Cosa proverà Sibilano?
«Potrei dire un'emozione grandissima ma è ancora troppo poco, non è facile trovare le parole. Ho un legame con la squadra, con la città, con la gente che non posso descrivere. Penso a quando sono tornato con la maglia del Verona a Bari, la mia città, la squadra dove sono cresciuto. Ecco, sarà qualcosa di simile».
Una questione di cuore?
«Sì, una questione di cuore. Un amore per la città che ha coinvolto anche la mia famiglia. I miei bimbi sono nati lì, mia moglie è stata benissimo. Ora siamo tornati a Bari, abbiamo una casa lì, i bambini sono piccoli, devono andare a scuola. Ma non escludo che potrei tornare a Verona a fine carriera. Avrei voluto restare da giocatore, tornerò ad abitarci».
Perchè è finita?
«È arrivata una dirigenza nuova, voleva tagliare con il passato. Ho pagato soprattutto questa situazione ma credetemi avrei voluto dare ancora molto all'Hellas. Mi sento in debito con i tifosi, con la gente. Sono arrivato in serie B, mi è costata tantissimo la retrocessione. Potevo andare via, giocare ancora tra i cadetti, avevo proposte importanti. Ho deciso di restare per riportare il Verona in B, dove l'avevo trovato, ma questa piazza merita la serie A a vita».
Anni difficili...
«Purtroppo. Penso di aver vissuto in prima persona gli anni più brutti della storia del Verona. Tra l'altro non è andata bene neanche a livelli personale, tanti infortuni, l'ultimo molto grave. Però, nonostante tutto, è nato un feeling incredibile. Ho sempre ricevuto grandi manifestazione d'affetto, mi sono sempre sentito a casa. Il giorno della retrocessione dalla B alla C i tifosi gialloblù hanno incoraggiato la squadra per novanta minuti e hanno applaudito anche alla fine. Dopo la partita sono stato avvicinato da un gruppo di loro, mi hanno abbracciato, mi hanno detto che dovevo restare. Ho pianto con loro, una cosa così non sarebbe successa in altre città. Per questo ho deciso di restare a Verona ma avrei voluto dare molto di più. Adesso ne pago le conseguenze. Me ne sono andato e ritrovo l'Hellas da avversario».

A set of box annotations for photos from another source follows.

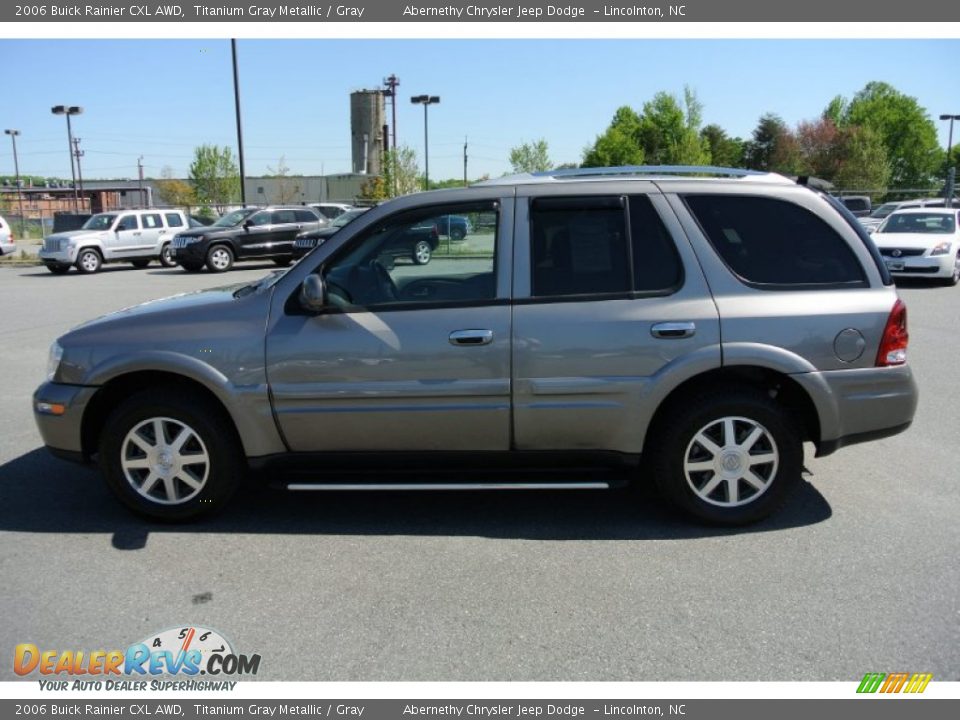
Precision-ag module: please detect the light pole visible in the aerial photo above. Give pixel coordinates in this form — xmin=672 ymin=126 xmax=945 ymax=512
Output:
xmin=3 ymin=130 xmax=27 ymax=238
xmin=940 ymin=115 xmax=960 ymax=207
xmin=50 ymin=105 xmax=83 ymax=214
xmin=410 ymin=95 xmax=440 ymax=190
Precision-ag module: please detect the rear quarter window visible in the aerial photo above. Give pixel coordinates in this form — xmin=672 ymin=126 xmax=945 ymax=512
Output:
xmin=684 ymin=195 xmax=867 ymax=289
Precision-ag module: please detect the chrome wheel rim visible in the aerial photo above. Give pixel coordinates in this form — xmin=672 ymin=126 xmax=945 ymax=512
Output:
xmin=210 ymin=248 xmax=230 ymax=270
xmin=80 ymin=252 xmax=100 ymax=272
xmin=413 ymin=241 xmax=432 ymax=265
xmin=683 ymin=416 xmax=780 ymax=508
xmin=120 ymin=417 xmax=210 ymax=505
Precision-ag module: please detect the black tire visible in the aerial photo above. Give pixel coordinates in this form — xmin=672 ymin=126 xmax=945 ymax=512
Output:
xmin=206 ymin=243 xmax=233 ymax=272
xmin=645 ymin=388 xmax=803 ymax=526
xmin=410 ymin=240 xmax=433 ymax=265
xmin=99 ymin=387 xmax=245 ymax=522
xmin=76 ymin=248 xmax=103 ymax=275
xmin=160 ymin=243 xmax=177 ymax=267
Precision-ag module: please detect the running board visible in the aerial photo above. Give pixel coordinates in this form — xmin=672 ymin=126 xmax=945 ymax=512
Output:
xmin=286 ymin=482 xmax=610 ymax=491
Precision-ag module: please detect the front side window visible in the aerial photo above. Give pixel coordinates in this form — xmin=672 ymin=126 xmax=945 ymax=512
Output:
xmin=323 ymin=203 xmax=497 ymax=310
xmin=117 ymin=215 xmax=140 ymax=232
xmin=684 ymin=195 xmax=866 ymax=287
xmin=164 ymin=213 xmax=183 ymax=227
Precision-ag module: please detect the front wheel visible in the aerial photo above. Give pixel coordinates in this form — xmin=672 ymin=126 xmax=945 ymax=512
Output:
xmin=207 ymin=245 xmax=233 ymax=272
xmin=413 ymin=240 xmax=433 ymax=265
xmin=99 ymin=388 xmax=243 ymax=521
xmin=645 ymin=389 xmax=803 ymax=525
xmin=160 ymin=243 xmax=177 ymax=267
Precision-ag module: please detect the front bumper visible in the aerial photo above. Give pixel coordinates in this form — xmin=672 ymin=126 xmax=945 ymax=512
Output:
xmin=33 ymin=382 xmax=98 ymax=460
xmin=883 ymin=254 xmax=956 ymax=278
xmin=790 ymin=365 xmax=919 ymax=457
xmin=37 ymin=248 xmax=77 ymax=265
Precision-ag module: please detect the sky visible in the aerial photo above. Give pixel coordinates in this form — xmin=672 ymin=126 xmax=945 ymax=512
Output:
xmin=0 ymin=38 xmax=960 ymax=180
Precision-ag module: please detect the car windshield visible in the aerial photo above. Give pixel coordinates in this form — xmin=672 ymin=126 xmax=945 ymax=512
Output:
xmin=213 ymin=208 xmax=257 ymax=227
xmin=880 ymin=213 xmax=957 ymax=234
xmin=330 ymin=210 xmax=366 ymax=227
xmin=81 ymin=213 xmax=117 ymax=230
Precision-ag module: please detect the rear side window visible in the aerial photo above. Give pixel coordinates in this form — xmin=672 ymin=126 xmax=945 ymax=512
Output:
xmin=684 ymin=195 xmax=866 ymax=288
xmin=530 ymin=195 xmax=682 ymax=297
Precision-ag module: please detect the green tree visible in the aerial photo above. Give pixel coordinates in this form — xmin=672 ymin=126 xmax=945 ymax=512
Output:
xmin=744 ymin=113 xmax=802 ymax=174
xmin=841 ymin=82 xmax=943 ymax=188
xmin=833 ymin=127 xmax=891 ymax=195
xmin=582 ymin=105 xmax=644 ymax=167
xmin=157 ymin=165 xmax=197 ymax=207
xmin=510 ymin=138 xmax=553 ymax=173
xmin=700 ymin=124 xmax=743 ymax=167
xmin=190 ymin=145 xmax=240 ymax=214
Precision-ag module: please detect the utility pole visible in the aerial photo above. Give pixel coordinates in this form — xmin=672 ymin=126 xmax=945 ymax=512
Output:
xmin=73 ymin=138 xmax=85 ymax=212
xmin=137 ymin=155 xmax=146 ymax=207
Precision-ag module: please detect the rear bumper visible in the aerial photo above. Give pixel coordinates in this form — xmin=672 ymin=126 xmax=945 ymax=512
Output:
xmin=791 ymin=365 xmax=919 ymax=456
xmin=33 ymin=382 xmax=97 ymax=460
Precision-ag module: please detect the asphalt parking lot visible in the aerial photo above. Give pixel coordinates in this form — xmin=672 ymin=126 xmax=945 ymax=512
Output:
xmin=0 ymin=264 xmax=960 ymax=681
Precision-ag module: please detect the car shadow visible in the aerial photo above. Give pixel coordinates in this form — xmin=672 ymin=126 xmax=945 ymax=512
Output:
xmin=0 ymin=448 xmax=832 ymax=550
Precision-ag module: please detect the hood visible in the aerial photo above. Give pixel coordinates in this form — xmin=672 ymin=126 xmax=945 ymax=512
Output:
xmin=46 ymin=230 xmax=110 ymax=240
xmin=870 ymin=233 xmax=957 ymax=250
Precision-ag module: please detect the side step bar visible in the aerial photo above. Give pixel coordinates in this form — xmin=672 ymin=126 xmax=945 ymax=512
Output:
xmin=286 ymin=482 xmax=610 ymax=490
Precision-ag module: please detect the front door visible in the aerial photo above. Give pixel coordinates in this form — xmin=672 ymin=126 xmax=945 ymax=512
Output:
xmin=267 ymin=202 xmax=511 ymax=451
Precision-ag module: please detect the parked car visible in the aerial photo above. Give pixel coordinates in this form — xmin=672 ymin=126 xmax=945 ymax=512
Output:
xmin=293 ymin=208 xmax=367 ymax=260
xmin=837 ymin=195 xmax=873 ymax=217
xmin=33 ymin=167 xmax=917 ymax=525
xmin=309 ymin=203 xmax=354 ymax=220
xmin=39 ymin=208 xmax=188 ymax=275
xmin=172 ymin=205 xmax=327 ymax=272
xmin=860 ymin=198 xmax=958 ymax=232
xmin=0 ymin=216 xmax=17 ymax=257
xmin=872 ymin=207 xmax=960 ymax=285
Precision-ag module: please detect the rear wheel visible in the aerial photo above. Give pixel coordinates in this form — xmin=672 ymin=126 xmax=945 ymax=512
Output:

Chi vincerà il campionato?
«Sono stato con il Verona fino al 31 agosto, ho giocato con questi ragazzi, li ho visti crescere. Questa è una squadra costruita per vincere il campionato, è attrezzata, i dirigenti hanno fatto un buon lavoro, hanno messo una fuoriserie nelle mani di Remondina. Sicuramente il campionato è lungo ma l'Hellas non deve badare agli altri deve guardare solo a quello che succede in casa propria. Il Pescara? L'abbiamo visto qualche domenica fa. Una buona squadra ma il Verona è un'altra cosa».
Appuntamento al Bentegodi?
«Ci vediamo lì. Approfitterò della trasferta per tornare a Verona con moglie e figli, resterò qualche giorno dopo la gara. Sono partito all'improvviso, la trattativa con l'Andria s'è chiusa nelle ultime ore di mercato. Vorrei salutare tutta la gente che ho conosciuto, gli amici, i tifosi che mi sono stati vicini anche nei momenti difficili».